Voor zover de FOD Financiën geen uitzonderingsgronden inroept en
deze behoorlijk in concreto motiveert, is ze ertoe gehouden de gevraagde
bestuursdocumenten voor zover ze bestaan aan de aanvrager te bezorgen.

Onder het begrip bestuursdocument vallen alle beschikbare informatie,
waaronder “verslagen, studies, zelf van niet-ambtelijke adviescommissies,
sommige notulen en processen-verbaal, statistieken, administratieve
richtlijn, omzendbrieven, contracten, (…) waarover een overheid
beschikt”. (Parl.
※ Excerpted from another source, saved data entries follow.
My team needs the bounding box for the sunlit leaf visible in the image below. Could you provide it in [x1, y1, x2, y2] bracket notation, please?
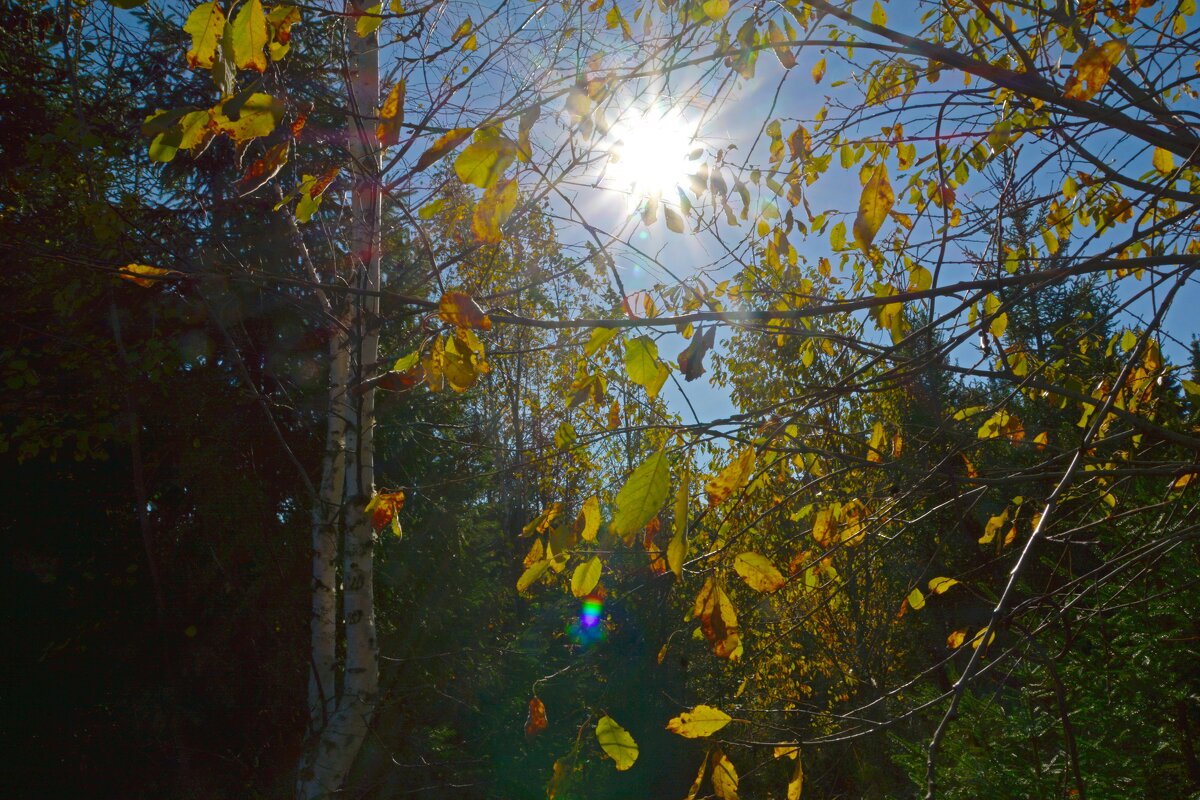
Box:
[517, 559, 550, 593]
[667, 476, 688, 579]
[355, 2, 383, 37]
[438, 290, 493, 331]
[118, 263, 173, 288]
[853, 163, 893, 250]
[231, 0, 268, 72]
[685, 756, 707, 800]
[266, 5, 300, 60]
[928, 577, 959, 595]
[711, 750, 739, 800]
[1064, 41, 1124, 101]
[702, 0, 729, 20]
[365, 490, 405, 535]
[571, 556, 602, 598]
[767, 20, 796, 69]
[454, 132, 517, 188]
[625, 336, 670, 399]
[377, 79, 405, 148]
[184, 2, 226, 70]
[595, 716, 638, 771]
[734, 552, 785, 593]
[471, 177, 519, 244]
[693, 578, 742, 659]
[610, 450, 671, 543]
[678, 326, 715, 381]
[576, 495, 600, 541]
[811, 57, 826, 83]
[414, 127, 473, 173]
[238, 141, 288, 194]
[705, 446, 756, 507]
[666, 705, 732, 738]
St. Kamer, 1992-1993, nr. 1112/1, 3 en 4).

De fiscale administratie kan niet door een bepaalde instructie of
circulaire het label toe te kennen van “exclusief voor intern
gebruik/uitsluitend bestemd voor de Administratie KMO” deze aan de
openbaarmaking onttrekken. Dit zou immers toelaten dat de fiscale
administratie zichzelf zou kunnen bedienen van een absolute en
algemene uitzonderingsgrond. Zelfs wanneer de dergelijke
uitzonderingsgrond door de wetgever zou worden opgelegd – wat in casu
niet het geval is -, dan zou zij als disproportioneel moeten worden
beschouwd ten aanzien van het recht van toegang tot
bestuursdocumenten dat in artikel 32 van de Grondwet is verankerd
(GwH arrest nr. 169/2013 van 19 december 2013).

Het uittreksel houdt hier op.